The "International Man of Mystery" is back for a third adventure. Comedian Mike Myers plays four characters (including the two title roles) in this latest spy spoof sequel to the 1997 blockbuster hit. Alan Silverman has a look at Austin Powers in Goldmember.

Dapper and randy Austin Powers flashes back to 1975 to thwart the latest world domination plot by his nemesis, Dr. Evil, who is in cahoots with the diabolical "Goldmember." Back in the disco 70's, Austin joins up with sexy sidekick "Foxxy Cleopatra."

Beyonce Knowles, the 20-year-old lead singer of the pop music group "Destiny's Child," makes her feature film debut as the parody of action heroines from the '70's "blaxploitation" [black exploitation] films.

"I just left the jokes up to Austin and tried to react naturally; but it was hard not to laugh with Mike Myers," admits Beyonce. "He is very spontaneous. He comes up with new jokes every take and you never know what to expect with him. I just had to be focused and think like Foxxy. You know if Foxxy doesn't think it's funny, I can't think it's funny."

As he did in the first two Austin Powers comedies, Michael York plays the secret service chief; and the veteran English actor appreciates the broad spoof of the sort of films he starred in back in the 1960's.

"It's an affectionate spoof... a send-up," he says. "It's slightly larger than life. The way films look - the design the costumes, it's all just a bit over the top as is, may I say, some of the acting too. Otherwise it doesn't work, even for the character I play, who is fairly straight. Basil Exposition is not, perhaps, as wild and crazy as some of the other characters, but the clothes are exaggerated. It helps. You know you are not in a domestic comedy."

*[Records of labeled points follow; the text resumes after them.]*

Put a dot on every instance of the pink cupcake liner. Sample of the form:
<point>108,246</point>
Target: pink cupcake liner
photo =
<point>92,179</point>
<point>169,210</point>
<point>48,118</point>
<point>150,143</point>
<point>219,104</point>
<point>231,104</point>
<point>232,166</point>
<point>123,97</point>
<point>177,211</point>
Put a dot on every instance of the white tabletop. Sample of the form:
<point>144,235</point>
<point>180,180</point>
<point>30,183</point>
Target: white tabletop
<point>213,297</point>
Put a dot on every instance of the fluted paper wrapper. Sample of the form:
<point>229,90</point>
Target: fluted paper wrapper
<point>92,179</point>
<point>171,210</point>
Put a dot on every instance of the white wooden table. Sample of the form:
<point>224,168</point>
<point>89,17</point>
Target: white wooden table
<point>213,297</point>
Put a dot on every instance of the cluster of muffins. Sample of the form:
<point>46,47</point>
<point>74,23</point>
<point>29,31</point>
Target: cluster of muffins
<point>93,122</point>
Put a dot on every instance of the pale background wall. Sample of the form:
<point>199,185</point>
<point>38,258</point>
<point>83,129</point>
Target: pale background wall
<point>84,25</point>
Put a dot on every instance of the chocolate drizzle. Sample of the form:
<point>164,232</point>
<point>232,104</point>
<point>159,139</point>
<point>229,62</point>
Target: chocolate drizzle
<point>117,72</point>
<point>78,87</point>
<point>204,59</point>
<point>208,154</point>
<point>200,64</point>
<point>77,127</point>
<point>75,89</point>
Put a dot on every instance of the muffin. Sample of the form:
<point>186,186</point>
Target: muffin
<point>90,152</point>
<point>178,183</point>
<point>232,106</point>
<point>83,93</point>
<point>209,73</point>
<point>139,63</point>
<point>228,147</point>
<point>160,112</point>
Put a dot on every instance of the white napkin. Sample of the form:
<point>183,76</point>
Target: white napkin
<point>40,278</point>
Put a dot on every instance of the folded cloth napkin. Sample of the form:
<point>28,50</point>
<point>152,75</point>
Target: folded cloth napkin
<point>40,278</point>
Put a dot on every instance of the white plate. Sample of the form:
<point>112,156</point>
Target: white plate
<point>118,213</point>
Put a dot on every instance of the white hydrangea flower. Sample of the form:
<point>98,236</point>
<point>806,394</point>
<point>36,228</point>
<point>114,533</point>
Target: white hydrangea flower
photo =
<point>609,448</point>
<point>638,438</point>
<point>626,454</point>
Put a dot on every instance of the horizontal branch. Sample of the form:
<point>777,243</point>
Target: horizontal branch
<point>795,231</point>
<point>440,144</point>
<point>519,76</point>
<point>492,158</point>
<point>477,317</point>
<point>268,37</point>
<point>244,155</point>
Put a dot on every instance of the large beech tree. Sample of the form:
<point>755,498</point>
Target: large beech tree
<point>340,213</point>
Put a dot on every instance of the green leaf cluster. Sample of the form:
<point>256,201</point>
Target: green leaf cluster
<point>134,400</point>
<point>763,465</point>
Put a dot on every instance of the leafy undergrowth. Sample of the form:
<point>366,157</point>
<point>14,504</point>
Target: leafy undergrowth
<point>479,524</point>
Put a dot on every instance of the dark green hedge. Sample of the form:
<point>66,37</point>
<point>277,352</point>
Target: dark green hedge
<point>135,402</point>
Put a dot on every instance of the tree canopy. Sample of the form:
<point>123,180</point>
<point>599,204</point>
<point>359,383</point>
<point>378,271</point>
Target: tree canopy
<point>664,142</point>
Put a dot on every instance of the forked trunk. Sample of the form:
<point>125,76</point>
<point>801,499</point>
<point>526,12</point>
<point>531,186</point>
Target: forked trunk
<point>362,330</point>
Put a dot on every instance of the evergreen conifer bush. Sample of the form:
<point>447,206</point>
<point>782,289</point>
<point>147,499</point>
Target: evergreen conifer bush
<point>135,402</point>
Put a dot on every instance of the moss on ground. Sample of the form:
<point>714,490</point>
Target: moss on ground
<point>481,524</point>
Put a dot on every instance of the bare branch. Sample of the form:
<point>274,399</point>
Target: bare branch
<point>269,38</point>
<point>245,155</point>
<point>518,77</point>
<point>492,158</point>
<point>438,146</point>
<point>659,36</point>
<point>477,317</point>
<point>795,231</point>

The "time machine" looks conspicuously like a gaudily decorated, over-sized Cadillac.

Robert Wagner, another veteran of the type of films being spoofed, reprises his role as Dr. Evil's "Number Two." Also returning is diminutive Verne Troyer as "Mini-me," Dr. Evil's miniature clone; and Seth Green is back as Dr. Evil's unappreciated son, Scotty Evil.

Jay Roach has directed all three Austin Powers comedies, which he calls loving tributes to the James Bond spy thrillers.

"We love those films, and these characters are all, in some way or another, related to the Bond films," explains Roach. "They're also related to the [Our Man] Flint films and 10 other cool 60's and 70's movies that we fell in love with."

But, like its two predecessors, Austin Powers in Goldmember is stuffed with racy, raunchy and outright scatological humor. It would be too kind to describe it as suggestive or 'double-entendre;' the intended (and often obscene) meaning is never in question. Most of the jokes are centered below the belt and the script reeks of 'potty humor.' Director Roach makes no apologies for aiming at what he calls "the child in all of us."

"We like to get people at the edge of propriety, because sometimes I think it's good for comedy occasionally to get people be uncombortable or embarassed for a short time," he says. "But we never want to offend the audience. We never are just out to shock people. Okay we're being spicy and cheeky and silly with this. We want to bring out the child in you. We want the adolescent to come out and join us in this silly thing. So we have to cop to that and then we have to deliver something else for your grain: some other joke that's really well choreographed and sophisticated in its conceptual humor or some beautiful song and dance routine, or some character-based comedy. If we only did that [low humor] I don't think the film would be as popular as it is."

Austin Powers in Goldmember features surprise cameos by several top Hollywood personalities and co-star Beyonce Knowles also does a couple of songs in the soundtrack.